25 Jul 2021

Initiative aims to measure need for food parcels nationwide

6:39 am on 25 July 2021

Foodbanks are trying to get a better idea of how many whānau are struggling to put kai on the table.

Woman stands in front of shelves with boxes and paper bags filled with food.

The move is not aimed at telling foodbanks what sort of food they should be handing out, Helen Robinson says. Photo: RNZ Insight / Sarah Robson

Kore Hiakai Zero Hunger Collective has developed a new standard food parcel measure, to keep tabs on how much food is being distributed and how many people it is feeding.

Kore Hiakai said the measure was not about telling foodbanks what sort of food they should be handing out, rather it was about coming up with a consistent way to quantify how much help they are providing.

Auckland City Missioner and Kore Hiakai co-chair Helen Robinson said during the Covid-19 lockdowns, there was a big increase in need for food.

But she said as they tried to quantify what was being handed out, it became apparent that how big a food parcel was, and what food was in it, was different across the country.

"One organisation would say, 'we have distributed 10 food parcels' and another organisation would say the same, and actually the content and the volume of those food parcels varied widely," Robinson said.

"For the purpose of seeking some consistency and some standardisation, the food measure was launched."

Robinson said they want to make clear how much food is being distributed to people in need.

According to the measure, a standard food parcel would feed a family of four three meals a day, for four days.

It would also meet about 80 percent of the standard New Zealand nutritional intake, depending on what vegetables, fruits, grains, proteins and dairy are available.

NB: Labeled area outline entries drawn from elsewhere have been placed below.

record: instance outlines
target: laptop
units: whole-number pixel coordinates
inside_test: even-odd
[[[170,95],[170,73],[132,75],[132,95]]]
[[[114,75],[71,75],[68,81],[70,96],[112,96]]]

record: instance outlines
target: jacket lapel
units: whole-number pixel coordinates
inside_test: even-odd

Robinson said it was not a prescription for what should go into a food parcel.

"For organisations like the Auckland City Mission, it is not saying you have to put that in any food parcel that you distribute, but it is saying measure it against these standards."

Kore Hiakai hopes foodbanks will start using the measure, to count how much food they are handing out and get a better understanding of the level of food insecurity in New Zealand.